Sehr geehrte Frau Schipner, sehr geehrte Damen und Herren,
liebe Jugendliche der Hans-Fallada-Schule,
es ist schön, dass Sie alle gekommen sind, damit wir gemeinsam dem 8. Mai gedenken können.
Es ist das 81. Jahr nach Kriegsende.
Der Krieg ist Anfang April 1945 eigentlich entschieden. Bereits Anfang Februar beraten die USA, Frankreich, Großbritannien und die Sowjetunion in Jalta über eine Nachkriegsordnung.
Statt aufzugeben, radikalisieren die Nationalsozialisten ihre Kriegsführung jedoch immer weiter.
Alte Männer werden ab Ende September 1944 zum „Deutschen Volkssturm“ eingezogen, Kinder der Hitlerjugend mit Panzerfäusten auf die Straßen geschickt.
Die radikalisierte Kriegsführung ist erfolglos und fordert weitere unzählige Menschenleben.
An vielen Orten im ganzen Reich werden zahlreiche Menschen noch als „Verräter“ hingerichtet. Bis zum Schluss fällen Standgerichte von Wehrmacht und SS tausende Todesurteile gegen deutsche Soldaten und Zivilisten.
Am 21. April erreicht die Sowjetarmee die Stadtgrenze von Berlin, am Abend des 29. April 1945 stehen die russischen Soldaten am Brandenburger Tor. Erst am 2. Mai ist der Kampf um Berlin beendet.
Während Berlin im Straßenkampf untergeht und zehntausende Menschen den Kampf bis zum bitteren Ende mit ihrem Leben bezahlen müssen, entzieht sich Adolf Hitler am 30. April 1945 seiner Verantwortung durch Suizid.
Zu seinem Nachfolger bestimmt er Großadmiral Karl Dönitz.
Dönitz beauftragt Generaloberst Alfred Jodl, den Verantwortlichen für die Kriegführung von Norwegen bis Nordafrika, die Kapitulationsverhandlungen im amerikanischen Hauptquartier in Reims zu führen.
Jodl versucht noch, die Kapitulation gegenüber der Roten Armee hinauszuzögern, um den 12 Millionen Deutschen in den Ostgebieten die Flucht nach Westen zu ermöglichen, allerdings ohne Erfolg.
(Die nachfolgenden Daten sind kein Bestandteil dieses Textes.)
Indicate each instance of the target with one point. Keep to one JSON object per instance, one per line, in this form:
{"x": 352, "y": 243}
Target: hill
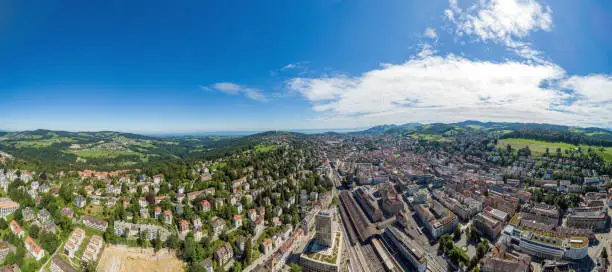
{"x": 108, "y": 150}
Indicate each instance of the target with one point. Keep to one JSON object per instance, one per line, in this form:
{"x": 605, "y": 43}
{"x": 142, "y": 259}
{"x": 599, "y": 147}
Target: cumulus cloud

Der 8. Mai: Niederlage, Befreiung oder Sieg?
Der 8. Mai war ein Tag der Befreiung. Die alliierten Truppen (USA, Sowjetunion, Großbritannien, Frankreich) beendeten gemeinsam Krieg, Terror und Verfolgung.
Liebe Gäste,
viele Völker gedenken heute des Tages, an dem der Zweite Weltkrieg in Europa zu Ende ging. Seinem Schicksal gemäß hat jedes Volk dabei seine eigenen Gefühle. Sieg oder Niederlage, Befreiung von Unrecht und Fremdherrschaft oder Übergang zu neuer Abhängigkeit, Teilung, neue Bündnisse, gewaltige Machtverschiebungen - der 8. Mai 1945 ist ein Datum von entscheidender historischer Bedeutung in Europa.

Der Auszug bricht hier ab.